Y en el desarrollo discursivo del personaje, los reproches se convierten en leves suspiros, en subrayar que el paso del tiempo, las relaciones personales, esto que podemos entender como la vida es algo tremendamente desértico, en donde te puede alienar de ti misma, enajenar la voluntad, el deseo, y hacer de esa felicidad tejida con renuncias, cariños, miedos, angustias, una máscara que se va convirtiendo en un infierno sin condena, posiblemente un purgatorio para las almas débiles, para todos los transeúntes de la historia, esos seres como Winnie y Willie, sin más antecedentes que su propia existencia, sus amores o desamores, sus anhelos y frustraciones.
La obra es compleja, arriesgada, una escenografía, en este caso luminosa para resaltar con la iluminación ese desierto en donde vive enterrada hasta la cintura en primera instancia y hasta el cuello en su segunda parte la protagonista, hacen que el texto, la interpretación sean fundamental, sean, casi lo único en donde se puede colocar el director, que debe buscar, primero desentrañar, y después concretar, hilvanar, sumar, colocar la acción en una supraestructura que no debe, por otra parte, opacar ningún destello comunicativo con los públicos de hoy.
Y ahí está Ana Lucía Billate realizando un trabajo inconmensurable. Por la solvencia técnica impecable, por su propio paso por el purgatorio de la soledad y la oscuridad ante un personaje tan difícil, con tantos matices, y que logra convertir en un ser entrañable, cercano, reconocible, y lo hace sin ninguna vulgarización, sin ninguna concesión a la galería, desde un minucioso trabajo de construcción, al que se une un buen pulso en la dirección y que se convierte en un regalo para el espectador por el talento de esta actriz que está en una madurez creadora magnífica y que demuestra una vez más, no solamente su capacidad, su categoría, sino su vocación para afrontar los trabajos más comprometidos.
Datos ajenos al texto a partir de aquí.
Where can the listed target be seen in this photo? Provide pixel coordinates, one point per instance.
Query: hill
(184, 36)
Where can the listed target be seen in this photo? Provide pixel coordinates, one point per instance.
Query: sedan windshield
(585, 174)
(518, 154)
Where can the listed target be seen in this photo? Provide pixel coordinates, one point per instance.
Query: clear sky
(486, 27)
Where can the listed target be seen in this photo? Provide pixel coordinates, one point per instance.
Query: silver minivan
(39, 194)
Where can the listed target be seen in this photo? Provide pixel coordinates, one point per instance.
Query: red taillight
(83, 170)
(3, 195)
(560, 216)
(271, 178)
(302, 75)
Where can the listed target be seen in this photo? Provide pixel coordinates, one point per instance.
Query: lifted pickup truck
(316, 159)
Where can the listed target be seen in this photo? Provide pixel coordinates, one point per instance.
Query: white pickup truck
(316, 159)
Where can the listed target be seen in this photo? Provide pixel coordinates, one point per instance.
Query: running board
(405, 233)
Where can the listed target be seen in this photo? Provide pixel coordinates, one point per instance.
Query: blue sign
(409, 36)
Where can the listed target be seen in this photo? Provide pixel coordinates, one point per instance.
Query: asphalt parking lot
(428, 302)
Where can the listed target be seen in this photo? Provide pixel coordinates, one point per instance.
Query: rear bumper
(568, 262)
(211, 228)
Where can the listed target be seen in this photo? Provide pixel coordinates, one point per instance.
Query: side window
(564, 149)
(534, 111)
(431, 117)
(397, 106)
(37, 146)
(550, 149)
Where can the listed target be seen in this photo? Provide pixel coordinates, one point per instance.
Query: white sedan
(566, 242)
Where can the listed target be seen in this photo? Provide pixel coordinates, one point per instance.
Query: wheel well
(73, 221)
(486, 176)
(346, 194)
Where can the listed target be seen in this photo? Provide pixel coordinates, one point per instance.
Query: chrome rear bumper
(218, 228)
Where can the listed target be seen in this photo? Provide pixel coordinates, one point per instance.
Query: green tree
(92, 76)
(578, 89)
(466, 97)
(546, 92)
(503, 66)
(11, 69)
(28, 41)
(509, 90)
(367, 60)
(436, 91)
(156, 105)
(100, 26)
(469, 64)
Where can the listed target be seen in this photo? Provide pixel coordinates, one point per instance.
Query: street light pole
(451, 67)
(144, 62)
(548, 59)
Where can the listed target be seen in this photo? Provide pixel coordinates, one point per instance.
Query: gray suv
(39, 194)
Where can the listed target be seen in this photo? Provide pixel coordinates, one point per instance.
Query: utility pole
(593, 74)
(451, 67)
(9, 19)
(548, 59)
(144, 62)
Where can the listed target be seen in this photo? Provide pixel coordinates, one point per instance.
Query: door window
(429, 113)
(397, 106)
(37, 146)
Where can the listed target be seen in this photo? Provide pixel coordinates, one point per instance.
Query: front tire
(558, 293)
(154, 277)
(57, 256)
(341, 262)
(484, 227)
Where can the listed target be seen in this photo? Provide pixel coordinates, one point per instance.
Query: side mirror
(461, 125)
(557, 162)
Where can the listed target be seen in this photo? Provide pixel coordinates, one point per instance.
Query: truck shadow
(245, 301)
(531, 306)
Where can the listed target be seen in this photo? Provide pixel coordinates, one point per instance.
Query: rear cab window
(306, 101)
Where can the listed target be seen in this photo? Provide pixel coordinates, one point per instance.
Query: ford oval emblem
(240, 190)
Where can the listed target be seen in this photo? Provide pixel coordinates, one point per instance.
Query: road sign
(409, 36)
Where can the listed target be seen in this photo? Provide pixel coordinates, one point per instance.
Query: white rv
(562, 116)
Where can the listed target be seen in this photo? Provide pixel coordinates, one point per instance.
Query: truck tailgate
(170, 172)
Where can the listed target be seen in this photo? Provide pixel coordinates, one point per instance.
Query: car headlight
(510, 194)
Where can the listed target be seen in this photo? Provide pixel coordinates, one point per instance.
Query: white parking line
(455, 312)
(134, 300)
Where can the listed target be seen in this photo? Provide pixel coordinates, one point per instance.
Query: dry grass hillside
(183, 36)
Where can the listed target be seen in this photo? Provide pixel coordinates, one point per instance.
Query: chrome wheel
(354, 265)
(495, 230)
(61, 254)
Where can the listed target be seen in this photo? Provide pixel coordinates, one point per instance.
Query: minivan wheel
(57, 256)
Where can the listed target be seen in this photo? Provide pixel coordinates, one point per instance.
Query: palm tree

Por todo lo anterior, es una espectáculo muy recomendable para los buenos aficionados, los profesionales, el público que quiera ver que existe un teatro donde prima la creación y que sin obviedades ni costumbrismos podemos hacer un viaje alrededor del alma humana. Es cuando el teatro es comunicación, cultura, belleza, duda, reflexión y comunión.